Edirne Valimiz Dursun Ali Şahin kısa bir süre önce 1907 yılında Edirne’de yapılan Sinagog’un yeniden restorasyonu nedeni ile yaptığı açıklamada “Yahudilerin Mescid-i Aksa’da Müslümanlara yaptığı zülüm ve işkence karşısında üzüldüğünü ifade ederek valisi olduğu Edirne’de restorasyonu yapılan SİNAGOG’un müze olacağını ifade etti” 

Sen misin bunu diyen başta başbakan yardımcısı Bülent Arınç olmak üzere iktidar ve muhalefet valiye destek olmaları gerekirken adeta valiyi idam edelim demedikleri kaldı.

Yahu, Bakırköy kaymakamı iken tanıdığım Dursun Ali Şahin Yahudi düşmanlığı yapmadı. Sadece aşırı Yahudilerin Müslümanların ilk kıblesi olan KUDÜS’te bulunan Mescid-i Aksa ‘da Müslümanların namaz kılmaması için yaptıkları aşırılıklardan dolayı üzüldüğünü ifade eden samimi ve içten bir konuşma yaptı.

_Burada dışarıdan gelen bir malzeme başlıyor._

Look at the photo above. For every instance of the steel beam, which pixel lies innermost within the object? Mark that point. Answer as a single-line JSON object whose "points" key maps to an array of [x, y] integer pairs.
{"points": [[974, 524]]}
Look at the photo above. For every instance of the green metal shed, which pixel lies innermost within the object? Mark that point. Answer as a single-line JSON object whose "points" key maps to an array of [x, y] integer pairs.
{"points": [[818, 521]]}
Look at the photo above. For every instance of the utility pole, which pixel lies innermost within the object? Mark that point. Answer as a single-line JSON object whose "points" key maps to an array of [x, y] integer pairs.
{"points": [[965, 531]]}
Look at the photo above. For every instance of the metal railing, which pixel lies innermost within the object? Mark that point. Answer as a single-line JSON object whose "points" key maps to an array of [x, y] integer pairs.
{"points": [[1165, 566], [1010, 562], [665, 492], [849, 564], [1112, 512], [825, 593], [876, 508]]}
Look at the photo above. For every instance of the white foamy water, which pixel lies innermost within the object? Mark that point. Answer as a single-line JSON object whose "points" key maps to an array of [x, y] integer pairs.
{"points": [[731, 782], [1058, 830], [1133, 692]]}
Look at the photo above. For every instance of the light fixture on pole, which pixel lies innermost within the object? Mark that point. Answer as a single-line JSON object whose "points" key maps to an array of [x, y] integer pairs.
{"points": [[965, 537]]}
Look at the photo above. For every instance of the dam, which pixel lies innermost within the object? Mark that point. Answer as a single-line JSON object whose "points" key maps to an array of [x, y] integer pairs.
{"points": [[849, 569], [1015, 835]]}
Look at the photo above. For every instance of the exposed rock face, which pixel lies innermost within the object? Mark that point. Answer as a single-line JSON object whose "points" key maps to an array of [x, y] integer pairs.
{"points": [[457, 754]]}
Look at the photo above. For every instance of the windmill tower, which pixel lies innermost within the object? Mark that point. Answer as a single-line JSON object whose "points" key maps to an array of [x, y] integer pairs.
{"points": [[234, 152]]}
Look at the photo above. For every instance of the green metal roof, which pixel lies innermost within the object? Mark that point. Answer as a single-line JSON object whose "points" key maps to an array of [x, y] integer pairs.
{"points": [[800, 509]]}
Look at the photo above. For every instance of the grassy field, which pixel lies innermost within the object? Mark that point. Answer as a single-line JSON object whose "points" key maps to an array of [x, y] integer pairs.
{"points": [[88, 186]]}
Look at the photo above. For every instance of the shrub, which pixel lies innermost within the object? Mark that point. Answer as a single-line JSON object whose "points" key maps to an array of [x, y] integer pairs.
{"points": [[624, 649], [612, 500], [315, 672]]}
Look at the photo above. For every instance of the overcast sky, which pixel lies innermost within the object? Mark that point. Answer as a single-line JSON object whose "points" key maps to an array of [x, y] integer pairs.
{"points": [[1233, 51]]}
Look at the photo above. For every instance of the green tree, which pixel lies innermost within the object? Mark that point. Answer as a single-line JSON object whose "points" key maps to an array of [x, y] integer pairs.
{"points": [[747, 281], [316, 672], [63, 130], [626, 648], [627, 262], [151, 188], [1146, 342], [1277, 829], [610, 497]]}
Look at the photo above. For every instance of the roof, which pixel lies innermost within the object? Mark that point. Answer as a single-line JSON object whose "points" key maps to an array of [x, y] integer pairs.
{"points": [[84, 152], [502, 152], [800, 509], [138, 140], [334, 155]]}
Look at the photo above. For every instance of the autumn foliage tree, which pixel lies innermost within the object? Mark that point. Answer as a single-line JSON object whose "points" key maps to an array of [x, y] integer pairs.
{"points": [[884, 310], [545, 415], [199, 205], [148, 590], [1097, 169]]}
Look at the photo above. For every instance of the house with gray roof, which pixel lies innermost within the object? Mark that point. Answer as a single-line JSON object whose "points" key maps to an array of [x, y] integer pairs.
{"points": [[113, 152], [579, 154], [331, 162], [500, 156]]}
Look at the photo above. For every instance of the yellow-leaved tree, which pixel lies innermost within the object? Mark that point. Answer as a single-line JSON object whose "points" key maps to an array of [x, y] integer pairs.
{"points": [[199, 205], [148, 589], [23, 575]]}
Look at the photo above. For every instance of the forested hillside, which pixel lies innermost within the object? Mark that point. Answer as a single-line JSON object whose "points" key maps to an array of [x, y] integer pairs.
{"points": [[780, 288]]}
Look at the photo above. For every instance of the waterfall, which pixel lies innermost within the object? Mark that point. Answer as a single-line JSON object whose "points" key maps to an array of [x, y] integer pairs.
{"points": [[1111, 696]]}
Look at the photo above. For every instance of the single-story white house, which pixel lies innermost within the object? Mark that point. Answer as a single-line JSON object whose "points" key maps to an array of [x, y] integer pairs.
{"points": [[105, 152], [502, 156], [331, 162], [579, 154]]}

Önce sözlü olarak telefon görüşmesi ile benimde tanıdığım  ve yılar önce Karaman’da yaptırdığımız Bisküvilere KOŞER (Helal) belgesi almak için birlikte yolculuk yaptığımız Türkiye Hahambaşısı Ralf İzak Haleva ile telefon görüşmesi yaparak özür diletilmek zorunda bırakıldı. Bunu yeterli görmeyenler Valimizin bu sefer de yazılı olarak özrünü beyan etmesini sağladılar.

Başbakan yardımcısı Bülent Arınç Bakanlar kurulu sonrası basına yaptığı açıklamada valimiz yanlış yaptı dedi. Ben de Hayır sayın Arınç yanlış yapan vali değil sizsiniz diyorum.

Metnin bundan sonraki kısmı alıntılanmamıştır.